Sea World Australia's "SpongeBob ParadePants" event, which opened in December 2011, included a float featuring Karen and a talking Plankton. In 2015, a recreation of Plankton's laboratory was constructed for a SpongeBob event at the Chiang Kai-shek Memorial Hall in Zhongzheng District, Taipei. It included a replica of Karen's monitor, functioning as a television, screening episodes of SpongeBob, and a miniature Plankton statue.

The Flaming Lips' song "SpongeBob and Patrick Confront the Psychic Wall of Energy", recorded for The SpongeBob SquarePants Movie, closes with several lines about Plankton and Karen. The song characterizes Plankton as a confused faultfinder who would be much happier if he stopped focusing on his failures and complaining to Karen. Plankton sings a track on the novelty album The Best Day Ever titled "You Will Obey", on which Elvis Presley's former guitarist James Burton played guitar. Of the album, Tom Kenny said "one of our hidden Easter eggs that hopefully more than three people in the world will get is during the guitar solo when Plankton says 'Take it, James', which was what Elvis said in every one of those concert movies". Film composer John Debney produced Plankton's theme music for the second SpongeBob film, using trombones.

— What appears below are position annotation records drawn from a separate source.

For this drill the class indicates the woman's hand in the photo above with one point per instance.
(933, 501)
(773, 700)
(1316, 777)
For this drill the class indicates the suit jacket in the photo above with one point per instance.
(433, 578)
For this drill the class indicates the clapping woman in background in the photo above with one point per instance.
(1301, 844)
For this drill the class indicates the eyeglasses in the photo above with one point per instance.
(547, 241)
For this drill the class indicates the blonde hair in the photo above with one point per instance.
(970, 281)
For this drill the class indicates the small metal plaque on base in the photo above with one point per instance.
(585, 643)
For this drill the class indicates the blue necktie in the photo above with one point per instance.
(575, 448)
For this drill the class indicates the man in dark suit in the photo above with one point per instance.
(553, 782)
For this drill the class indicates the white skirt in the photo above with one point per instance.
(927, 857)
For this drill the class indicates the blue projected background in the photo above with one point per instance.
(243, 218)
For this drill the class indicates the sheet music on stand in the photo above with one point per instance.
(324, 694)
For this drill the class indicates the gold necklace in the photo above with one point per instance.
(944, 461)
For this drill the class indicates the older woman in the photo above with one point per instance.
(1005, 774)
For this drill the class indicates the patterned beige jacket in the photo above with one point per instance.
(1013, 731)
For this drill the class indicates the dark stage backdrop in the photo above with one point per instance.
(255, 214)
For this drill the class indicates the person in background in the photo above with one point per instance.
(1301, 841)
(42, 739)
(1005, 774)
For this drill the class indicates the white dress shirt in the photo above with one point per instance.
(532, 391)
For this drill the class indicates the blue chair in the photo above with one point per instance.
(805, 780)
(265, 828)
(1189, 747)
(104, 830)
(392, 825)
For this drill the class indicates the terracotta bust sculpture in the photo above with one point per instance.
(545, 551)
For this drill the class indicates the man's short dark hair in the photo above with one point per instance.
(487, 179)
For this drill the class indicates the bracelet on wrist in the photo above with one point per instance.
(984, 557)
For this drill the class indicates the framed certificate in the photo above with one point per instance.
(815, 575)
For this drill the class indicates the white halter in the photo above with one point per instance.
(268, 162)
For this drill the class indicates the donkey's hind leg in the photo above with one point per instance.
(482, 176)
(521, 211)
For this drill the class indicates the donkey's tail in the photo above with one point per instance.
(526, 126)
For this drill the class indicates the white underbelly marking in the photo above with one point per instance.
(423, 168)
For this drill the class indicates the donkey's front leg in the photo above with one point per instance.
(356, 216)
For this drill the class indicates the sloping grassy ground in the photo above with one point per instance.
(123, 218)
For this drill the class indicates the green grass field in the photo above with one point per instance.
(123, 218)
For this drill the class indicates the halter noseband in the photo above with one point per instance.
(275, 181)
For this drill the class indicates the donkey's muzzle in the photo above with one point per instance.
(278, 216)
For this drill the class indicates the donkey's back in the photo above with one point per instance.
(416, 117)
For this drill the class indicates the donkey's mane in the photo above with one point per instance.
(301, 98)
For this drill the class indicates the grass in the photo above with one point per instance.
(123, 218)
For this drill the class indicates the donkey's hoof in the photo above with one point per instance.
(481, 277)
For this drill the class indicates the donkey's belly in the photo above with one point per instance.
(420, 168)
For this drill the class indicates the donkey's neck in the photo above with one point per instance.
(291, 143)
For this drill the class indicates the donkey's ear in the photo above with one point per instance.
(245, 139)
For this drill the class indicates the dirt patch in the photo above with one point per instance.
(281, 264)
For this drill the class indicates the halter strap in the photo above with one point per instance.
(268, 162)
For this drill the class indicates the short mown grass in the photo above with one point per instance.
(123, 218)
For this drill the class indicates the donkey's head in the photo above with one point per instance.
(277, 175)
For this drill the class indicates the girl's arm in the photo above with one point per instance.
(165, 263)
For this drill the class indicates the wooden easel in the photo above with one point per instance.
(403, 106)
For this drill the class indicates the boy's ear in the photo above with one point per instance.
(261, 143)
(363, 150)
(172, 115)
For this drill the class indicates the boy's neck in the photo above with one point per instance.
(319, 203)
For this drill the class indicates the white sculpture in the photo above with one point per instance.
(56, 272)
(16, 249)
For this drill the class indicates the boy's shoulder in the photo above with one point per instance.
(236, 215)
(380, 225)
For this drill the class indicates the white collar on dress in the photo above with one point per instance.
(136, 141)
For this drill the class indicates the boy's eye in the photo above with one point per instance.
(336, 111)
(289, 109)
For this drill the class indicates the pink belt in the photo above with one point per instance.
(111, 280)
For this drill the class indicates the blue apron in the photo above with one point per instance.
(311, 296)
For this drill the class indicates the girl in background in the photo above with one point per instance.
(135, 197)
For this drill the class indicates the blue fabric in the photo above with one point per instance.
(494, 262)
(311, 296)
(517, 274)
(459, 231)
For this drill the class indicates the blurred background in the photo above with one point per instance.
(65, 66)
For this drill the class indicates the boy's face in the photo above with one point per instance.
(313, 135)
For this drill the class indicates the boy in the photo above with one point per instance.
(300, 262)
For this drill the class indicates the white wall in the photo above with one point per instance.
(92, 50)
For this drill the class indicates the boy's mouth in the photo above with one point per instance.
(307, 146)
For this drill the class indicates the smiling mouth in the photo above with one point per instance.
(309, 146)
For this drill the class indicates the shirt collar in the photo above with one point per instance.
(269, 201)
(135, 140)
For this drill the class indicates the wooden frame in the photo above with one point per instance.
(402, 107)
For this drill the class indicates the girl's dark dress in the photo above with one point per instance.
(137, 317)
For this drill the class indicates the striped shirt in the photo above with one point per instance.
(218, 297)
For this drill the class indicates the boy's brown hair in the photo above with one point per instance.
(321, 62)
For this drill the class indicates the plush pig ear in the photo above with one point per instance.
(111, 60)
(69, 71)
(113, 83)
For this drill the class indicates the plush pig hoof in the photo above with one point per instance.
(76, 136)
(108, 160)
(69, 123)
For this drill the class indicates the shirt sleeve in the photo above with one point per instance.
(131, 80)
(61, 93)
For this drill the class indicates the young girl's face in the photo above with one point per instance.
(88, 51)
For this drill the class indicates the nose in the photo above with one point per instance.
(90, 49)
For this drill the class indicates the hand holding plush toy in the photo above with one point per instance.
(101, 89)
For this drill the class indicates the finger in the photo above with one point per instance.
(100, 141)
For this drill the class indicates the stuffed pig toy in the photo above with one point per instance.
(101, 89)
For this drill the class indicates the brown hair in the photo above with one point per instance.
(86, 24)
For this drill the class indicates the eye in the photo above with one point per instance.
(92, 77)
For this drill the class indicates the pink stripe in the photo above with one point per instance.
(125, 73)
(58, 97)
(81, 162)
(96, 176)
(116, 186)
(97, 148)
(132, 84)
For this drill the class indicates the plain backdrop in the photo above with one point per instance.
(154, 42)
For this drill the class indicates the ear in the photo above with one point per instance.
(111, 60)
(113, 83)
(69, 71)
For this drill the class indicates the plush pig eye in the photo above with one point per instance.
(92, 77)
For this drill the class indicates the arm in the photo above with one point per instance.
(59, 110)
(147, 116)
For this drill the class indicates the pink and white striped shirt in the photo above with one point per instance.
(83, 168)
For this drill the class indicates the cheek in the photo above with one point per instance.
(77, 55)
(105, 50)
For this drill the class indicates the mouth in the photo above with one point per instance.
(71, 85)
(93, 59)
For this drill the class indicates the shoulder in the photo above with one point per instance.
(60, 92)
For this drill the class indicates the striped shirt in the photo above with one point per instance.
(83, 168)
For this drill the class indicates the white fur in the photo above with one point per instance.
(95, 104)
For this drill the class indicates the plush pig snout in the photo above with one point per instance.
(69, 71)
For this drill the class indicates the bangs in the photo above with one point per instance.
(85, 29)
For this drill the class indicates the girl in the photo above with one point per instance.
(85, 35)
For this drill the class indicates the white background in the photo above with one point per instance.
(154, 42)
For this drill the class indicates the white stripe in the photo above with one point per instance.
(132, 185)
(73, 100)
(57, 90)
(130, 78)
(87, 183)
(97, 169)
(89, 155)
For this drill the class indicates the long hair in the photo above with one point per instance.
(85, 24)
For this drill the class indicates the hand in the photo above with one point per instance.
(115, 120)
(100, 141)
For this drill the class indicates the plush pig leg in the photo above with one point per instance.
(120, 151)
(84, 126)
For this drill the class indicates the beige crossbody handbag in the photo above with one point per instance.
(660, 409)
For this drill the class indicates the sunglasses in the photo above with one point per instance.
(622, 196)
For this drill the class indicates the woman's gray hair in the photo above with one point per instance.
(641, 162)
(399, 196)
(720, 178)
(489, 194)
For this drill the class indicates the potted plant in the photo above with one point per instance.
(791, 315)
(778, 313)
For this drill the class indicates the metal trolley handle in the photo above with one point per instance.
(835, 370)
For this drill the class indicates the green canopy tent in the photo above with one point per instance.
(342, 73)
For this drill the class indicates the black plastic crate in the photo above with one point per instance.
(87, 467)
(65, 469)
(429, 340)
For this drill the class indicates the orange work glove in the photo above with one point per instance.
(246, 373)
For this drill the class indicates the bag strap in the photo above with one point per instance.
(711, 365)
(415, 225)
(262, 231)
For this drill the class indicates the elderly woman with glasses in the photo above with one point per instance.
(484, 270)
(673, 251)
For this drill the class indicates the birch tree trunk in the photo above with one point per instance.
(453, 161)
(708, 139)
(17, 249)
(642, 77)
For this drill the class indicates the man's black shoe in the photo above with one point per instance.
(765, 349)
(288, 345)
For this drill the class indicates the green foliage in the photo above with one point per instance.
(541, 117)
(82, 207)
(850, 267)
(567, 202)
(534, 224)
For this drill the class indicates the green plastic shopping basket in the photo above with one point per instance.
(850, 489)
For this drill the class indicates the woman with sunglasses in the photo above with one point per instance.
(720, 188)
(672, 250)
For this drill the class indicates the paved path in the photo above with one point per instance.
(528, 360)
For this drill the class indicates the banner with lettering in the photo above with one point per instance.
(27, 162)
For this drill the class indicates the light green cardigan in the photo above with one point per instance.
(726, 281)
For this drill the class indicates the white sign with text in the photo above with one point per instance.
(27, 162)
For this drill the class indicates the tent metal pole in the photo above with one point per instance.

The film's score includes several tracks named after Plankton, including "Plankton Rescues Karen", which is used during a scene highlighting Plankton's cooperation with hero SpongeBob.

Plankton and Karen are the main antagonists in the show's Broadway adaptation. They were portrayed by Wesley Taylor and Stephanie Hsu. In addition to wearing costumes inspired by the characters, Taylor and Hsu are accompanied by a Plankton puppet and a replica of Karen's mobile form, respectively. The two also sing a musical number titled "When the Going Gets Tough" (composed by T.I.). The plot features them attempting to hypnotize the residents of Bikini Bottom into liking the food they serve at the Chum Bucket.